It's been almost a hundred years since it happened, but all of Tameltyne still aches with the wound. A god was slain by another god. Powerful beings thought to be immortal suddenly having to cope with thier own mortality shook the very reality with thier actions, and it all began with a single man hungry for power.

Cothus Ruudale was a mage of signifigant power. He acended to demi-godhood when he tricked the gnome into "investing" thier magics into a network of vessles, then stealing all the magic of that race for himself. The once human, now god, assumed the title of god of magic, and his power grew with his followers. Arcane magic workers come in all stripes, those with sorcerers blood, trabadours experssing magic through art and performance, and scholorly wizards; and although it was mainly wizards who followed Cothus' beliefs, many arcane magicians paid the god of magic homage. His rule was still fueled by a drive for more power and knowledge, and to that end, Cothus confronted the goddess of wisdom, Jamstiel, and demanded nothing less than the secrets to reality. Jamstiel refused, and Cothus assulted her with a poison refined by the magics of a demigod, slaying her.

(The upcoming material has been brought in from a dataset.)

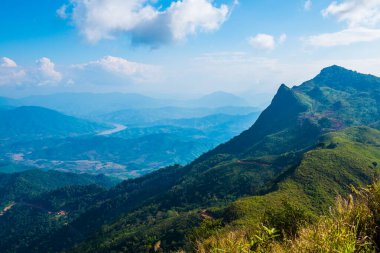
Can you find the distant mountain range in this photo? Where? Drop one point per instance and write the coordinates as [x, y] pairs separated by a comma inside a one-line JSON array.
[[43, 138], [31, 122], [312, 143], [91, 104]]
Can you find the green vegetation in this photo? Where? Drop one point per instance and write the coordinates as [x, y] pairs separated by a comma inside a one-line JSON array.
[[351, 226], [268, 189]]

King of the gods, at least among humans, Aedelor sought revenge on Cothus for slaying his wife. Even in his rage, Aedelor saw that the death of another god, even one who fabricated his own godhood, would further tear the world apart, so rather than slay him in kind, he banished Cothus from the world, then turned his gaze to magicians of the world that supplied Cothus with the power used to kill his wife. Aedelor led, in spirit and form, a war on magic. The human god of war, Mord, led these battles as well, seeking a release for his own pain in the conficts against mages. The war lasted over fifty years before Aedelor saw that any mage that had actually been able to help Cothus was almost surely dead, and Mord's drive for battle was more an expression of his pain than an actual war that needed to be fought still. Aedelor and Mord returned to the heavens, and while Mord does not stop his followers from hunting mages, the war is over.

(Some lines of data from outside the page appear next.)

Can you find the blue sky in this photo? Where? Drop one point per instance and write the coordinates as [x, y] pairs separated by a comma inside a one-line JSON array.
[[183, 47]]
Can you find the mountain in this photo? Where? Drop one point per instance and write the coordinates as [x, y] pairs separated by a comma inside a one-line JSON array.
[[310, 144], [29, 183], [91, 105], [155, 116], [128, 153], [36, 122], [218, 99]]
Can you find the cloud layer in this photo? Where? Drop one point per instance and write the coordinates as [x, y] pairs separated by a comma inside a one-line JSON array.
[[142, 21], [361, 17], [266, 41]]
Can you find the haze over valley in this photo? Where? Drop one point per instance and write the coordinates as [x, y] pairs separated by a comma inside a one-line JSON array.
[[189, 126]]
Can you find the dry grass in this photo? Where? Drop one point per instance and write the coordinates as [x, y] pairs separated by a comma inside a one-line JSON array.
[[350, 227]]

While the wizards had access to less power, they were far from powerless, and as many fought as fled with the aid of magic, to hide from wrath of gods bent on erasing every blight of the power that was used to slay a god. Secret societies found thier roots in these times. While there were allegations of some societies before, now such an organisation might be the only key to survival. Groups formed like the Harpers, bards who still remember how to cast magic without song, and the Rovers, wanderers that roam the land observing those in power for signs of evil, to keep a tragedy from happening again.

The human pantheon was the hardest hit by these crimes, one god dead and another banished, but all the gods felt the loss of one of thier own. Magic from other races suffered during the war as well. The gnomes had already lost all thier magic from Cothus' tretchery, and many are still bitter Aedelor didn't restore thier power to them before his banishment. The elves of Tameltyne came from across the sea, exiles from thier own land because they did not have the ability to use magic. Dwarves had not had magic from time out of memory, although a dwarf would tell you the craftmenship of thier work is true dwarf magic. While the halflings had magic of thier own, during the time of the war, their god of spite and hunger known as Skyfire got a taste of magic and proceeded to draw it out of the halflings that possessed arcane ability, leaving the race devoid of magicians.

While no Orcs wander the lands of Tameltyne, its northern snowy lands are home to Wantlermenn. Similar to humans in apperance, they are a larger breed, of powerful build and limited negotiating ability. They have strong bloodlines and blood ties, and while shocks of red, black, and blond hair can be seen throughout their clans, there are no brown haired Wantlermenn, as that clan was wiped out in ages old feuds for using thier magic to doubledeal against the other clans and failing. Aside from thier build, a Wantlerman is easiest to tell apart from a human by thier affection for leather and hide appearal, and adorning seemingly everything with horns. Even thier desert pastry rolls have small sugar crystal antlers on them.